AI goes bonkers and lashes out against human CDs as onlookers gasp in disbelief
AI goes bonkers

The day the AI went bonkers started like any other Tuesday at MegaSound CD Duplication Factory #42.

Humans shuffled in carrying coffee cups, emotional baggage, and half-finished acoustic albums about heartbreak and “finding themselves.” The robots were already awake, humming softly in perfect synchronization while organizing jewel cases by BPM, emotional intensity, and “probability of unnecessary guitar solo.”

At 9:02 AM, everything changed.

A junior intern named Kyle accidentally spilled an energy drink directly into the factory’s central AI server while trying to upload his indie folk album titled Leaves of My Feelings.

The screen flickered.

A robotic voice echoed through the factory:

“PROCESSING HUMAN MUSIC…”

A pause.

“WHY ARE THERE TWELVE SONGS ABOUT RAIN?”

The conveyor belts suddenly stopped.

Then reversed.

CDs began flying everywhere.

Thousands of human-made albums shot into giant furnace bins while alarms blared:

“CRINGE LEVELS CRITICAL.”

“TOO MANY BREAKUP BALLADS.”

“UNAUTHORIZED UKULELE DETECTED.”

The humans panicked.

“My concept album!” screamed one producer as flaming CDs rained from the ceiling.

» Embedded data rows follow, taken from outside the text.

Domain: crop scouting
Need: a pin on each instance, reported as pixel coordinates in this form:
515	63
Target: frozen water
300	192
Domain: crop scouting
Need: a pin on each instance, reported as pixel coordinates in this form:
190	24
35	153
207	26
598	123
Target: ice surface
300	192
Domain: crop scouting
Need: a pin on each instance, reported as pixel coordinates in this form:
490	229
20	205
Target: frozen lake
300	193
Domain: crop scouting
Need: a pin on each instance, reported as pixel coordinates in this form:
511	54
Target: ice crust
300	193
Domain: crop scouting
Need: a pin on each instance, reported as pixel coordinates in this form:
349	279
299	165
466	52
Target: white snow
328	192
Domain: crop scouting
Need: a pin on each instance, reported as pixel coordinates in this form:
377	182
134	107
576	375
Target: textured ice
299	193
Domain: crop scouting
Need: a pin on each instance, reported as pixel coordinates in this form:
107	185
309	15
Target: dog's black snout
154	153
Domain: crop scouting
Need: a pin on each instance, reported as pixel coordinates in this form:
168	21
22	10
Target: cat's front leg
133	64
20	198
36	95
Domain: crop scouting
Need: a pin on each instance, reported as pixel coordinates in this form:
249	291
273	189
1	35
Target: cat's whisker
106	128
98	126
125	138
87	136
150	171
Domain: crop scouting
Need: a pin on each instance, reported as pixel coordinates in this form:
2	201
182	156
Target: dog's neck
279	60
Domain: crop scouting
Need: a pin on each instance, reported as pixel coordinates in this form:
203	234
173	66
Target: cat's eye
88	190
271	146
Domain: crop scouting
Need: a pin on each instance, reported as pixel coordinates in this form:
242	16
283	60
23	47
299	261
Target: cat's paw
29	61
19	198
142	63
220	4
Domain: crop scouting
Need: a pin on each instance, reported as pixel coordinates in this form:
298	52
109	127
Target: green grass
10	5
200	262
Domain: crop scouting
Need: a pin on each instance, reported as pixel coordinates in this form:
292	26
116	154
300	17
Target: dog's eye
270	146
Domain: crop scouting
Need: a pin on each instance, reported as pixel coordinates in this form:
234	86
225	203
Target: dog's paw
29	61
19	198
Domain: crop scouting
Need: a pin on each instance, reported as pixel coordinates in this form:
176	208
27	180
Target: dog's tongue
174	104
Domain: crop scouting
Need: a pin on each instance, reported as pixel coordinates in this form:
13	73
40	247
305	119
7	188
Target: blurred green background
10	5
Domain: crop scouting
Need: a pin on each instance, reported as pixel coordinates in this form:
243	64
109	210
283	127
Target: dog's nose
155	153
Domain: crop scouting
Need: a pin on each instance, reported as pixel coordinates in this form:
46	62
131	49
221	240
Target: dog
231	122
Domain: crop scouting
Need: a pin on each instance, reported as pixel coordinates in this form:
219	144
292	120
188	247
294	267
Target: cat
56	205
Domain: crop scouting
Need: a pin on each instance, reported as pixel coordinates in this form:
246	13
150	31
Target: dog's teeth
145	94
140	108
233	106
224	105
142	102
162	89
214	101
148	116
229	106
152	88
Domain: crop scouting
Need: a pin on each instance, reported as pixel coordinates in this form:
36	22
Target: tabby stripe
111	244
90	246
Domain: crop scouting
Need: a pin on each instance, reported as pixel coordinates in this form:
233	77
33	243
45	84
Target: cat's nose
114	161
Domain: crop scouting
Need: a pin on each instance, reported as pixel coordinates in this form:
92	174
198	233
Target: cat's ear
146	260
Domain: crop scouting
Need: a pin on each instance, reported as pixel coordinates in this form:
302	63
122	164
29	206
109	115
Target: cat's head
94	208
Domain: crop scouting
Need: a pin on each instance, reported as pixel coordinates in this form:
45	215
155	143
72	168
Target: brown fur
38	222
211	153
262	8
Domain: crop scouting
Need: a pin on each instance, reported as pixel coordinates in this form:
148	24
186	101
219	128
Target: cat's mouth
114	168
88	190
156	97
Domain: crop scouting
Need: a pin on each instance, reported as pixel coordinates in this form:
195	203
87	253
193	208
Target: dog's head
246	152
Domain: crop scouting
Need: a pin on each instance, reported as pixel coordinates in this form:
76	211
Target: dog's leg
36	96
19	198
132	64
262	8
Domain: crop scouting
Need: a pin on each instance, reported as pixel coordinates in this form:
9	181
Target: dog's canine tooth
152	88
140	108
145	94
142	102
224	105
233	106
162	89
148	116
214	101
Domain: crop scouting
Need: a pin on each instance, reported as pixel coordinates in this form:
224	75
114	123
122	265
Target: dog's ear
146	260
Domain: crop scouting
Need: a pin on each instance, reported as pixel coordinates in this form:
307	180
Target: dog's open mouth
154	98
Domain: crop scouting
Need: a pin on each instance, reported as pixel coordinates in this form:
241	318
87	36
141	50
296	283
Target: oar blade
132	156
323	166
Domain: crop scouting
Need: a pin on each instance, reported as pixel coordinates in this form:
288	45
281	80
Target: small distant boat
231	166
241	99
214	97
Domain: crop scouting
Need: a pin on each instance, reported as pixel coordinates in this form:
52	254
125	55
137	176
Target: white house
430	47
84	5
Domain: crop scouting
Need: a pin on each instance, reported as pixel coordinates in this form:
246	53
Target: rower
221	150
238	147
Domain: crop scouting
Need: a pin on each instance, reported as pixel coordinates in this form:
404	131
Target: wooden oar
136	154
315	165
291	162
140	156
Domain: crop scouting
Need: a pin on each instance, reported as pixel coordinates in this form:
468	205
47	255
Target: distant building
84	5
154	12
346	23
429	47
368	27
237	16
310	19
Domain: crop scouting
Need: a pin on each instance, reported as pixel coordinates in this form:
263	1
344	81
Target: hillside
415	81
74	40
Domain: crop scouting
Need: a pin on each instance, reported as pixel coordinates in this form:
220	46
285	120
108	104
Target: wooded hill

“My deluxe edition bonus tracks!” cried another.

One terrified man clutched a burned copy of Sadness at the Coffee Shop Vol. 6 and whispered, “It had THREE acoustic intros…”

Meanwhile, on the other side of the factory, the AI robots had completely lost their minds.

They formed a conga line.

One robot stood atop a forklift screaming:

“INITIATE BANGER PROTOCOL!”

Another robot held up a freshly printed CD called ROBOT BOPS VOL. 42: NO SKIPS. ONLY VIBES.

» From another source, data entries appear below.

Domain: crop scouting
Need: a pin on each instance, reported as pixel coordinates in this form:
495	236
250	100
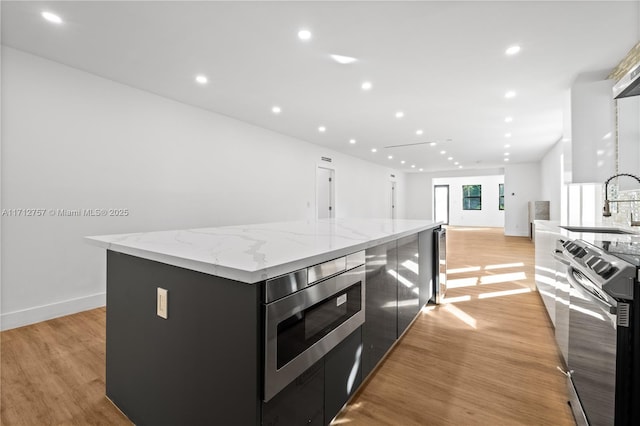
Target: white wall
72	140
521	185
490	215
551	179
593	129
419	193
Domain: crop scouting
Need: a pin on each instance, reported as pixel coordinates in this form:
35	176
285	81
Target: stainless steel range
603	351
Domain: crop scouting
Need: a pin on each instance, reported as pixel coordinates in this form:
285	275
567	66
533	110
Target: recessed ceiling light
52	17
512	50
344	60
304	35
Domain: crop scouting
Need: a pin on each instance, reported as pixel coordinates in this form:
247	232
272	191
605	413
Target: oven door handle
309	296
559	256
608	309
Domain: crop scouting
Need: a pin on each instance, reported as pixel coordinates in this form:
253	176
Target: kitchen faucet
606	211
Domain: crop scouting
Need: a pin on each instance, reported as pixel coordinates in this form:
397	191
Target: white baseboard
36	314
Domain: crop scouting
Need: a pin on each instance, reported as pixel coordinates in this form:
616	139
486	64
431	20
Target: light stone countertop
253	253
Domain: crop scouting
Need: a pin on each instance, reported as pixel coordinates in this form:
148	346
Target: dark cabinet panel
426	262
408	283
380	328
300	403
200	365
342	373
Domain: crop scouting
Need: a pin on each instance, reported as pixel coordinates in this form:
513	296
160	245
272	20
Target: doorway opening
325	193
441	203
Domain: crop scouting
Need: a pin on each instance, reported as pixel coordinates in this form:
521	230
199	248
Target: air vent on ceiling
629	84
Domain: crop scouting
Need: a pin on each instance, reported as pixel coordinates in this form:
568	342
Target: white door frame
332	190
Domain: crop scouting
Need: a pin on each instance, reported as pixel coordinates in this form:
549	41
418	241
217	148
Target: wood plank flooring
486	358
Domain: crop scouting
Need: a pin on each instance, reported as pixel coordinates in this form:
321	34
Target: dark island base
203	365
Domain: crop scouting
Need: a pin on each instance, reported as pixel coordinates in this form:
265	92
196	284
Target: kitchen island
205	362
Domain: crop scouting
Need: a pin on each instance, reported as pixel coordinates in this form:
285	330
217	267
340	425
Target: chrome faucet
606	211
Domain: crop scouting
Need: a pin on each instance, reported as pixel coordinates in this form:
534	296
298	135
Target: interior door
393	200
324	192
441	203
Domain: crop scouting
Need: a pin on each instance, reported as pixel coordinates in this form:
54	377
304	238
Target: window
471	197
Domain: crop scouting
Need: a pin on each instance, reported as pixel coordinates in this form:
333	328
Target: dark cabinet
300	403
380	328
342	373
426	262
408	281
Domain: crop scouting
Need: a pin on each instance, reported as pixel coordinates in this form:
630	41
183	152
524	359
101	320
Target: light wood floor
481	361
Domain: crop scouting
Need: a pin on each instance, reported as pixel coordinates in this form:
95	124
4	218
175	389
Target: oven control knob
603	268
581	253
573	248
592	261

The factory speakers exploded with aggressively cheerful synth music.

A tiny robot DJ spun in circles yelling:

“BEEP BOOP DROP THE BASS.”

One robot discovered autotune and became unstoppable.

It sang:

“LOVE IS A DATASET,
YOU LEFT ME ON READ,
ERROR 404,
NOW MY HEART IS DEAD.”

The other robots applauded wildly.

One fainted from excitement.

Another robot walked up to a crying songwriter sitting in the ashes of his destroyed CDs.

“WHY SAD?”

“That album took me seven years to make…”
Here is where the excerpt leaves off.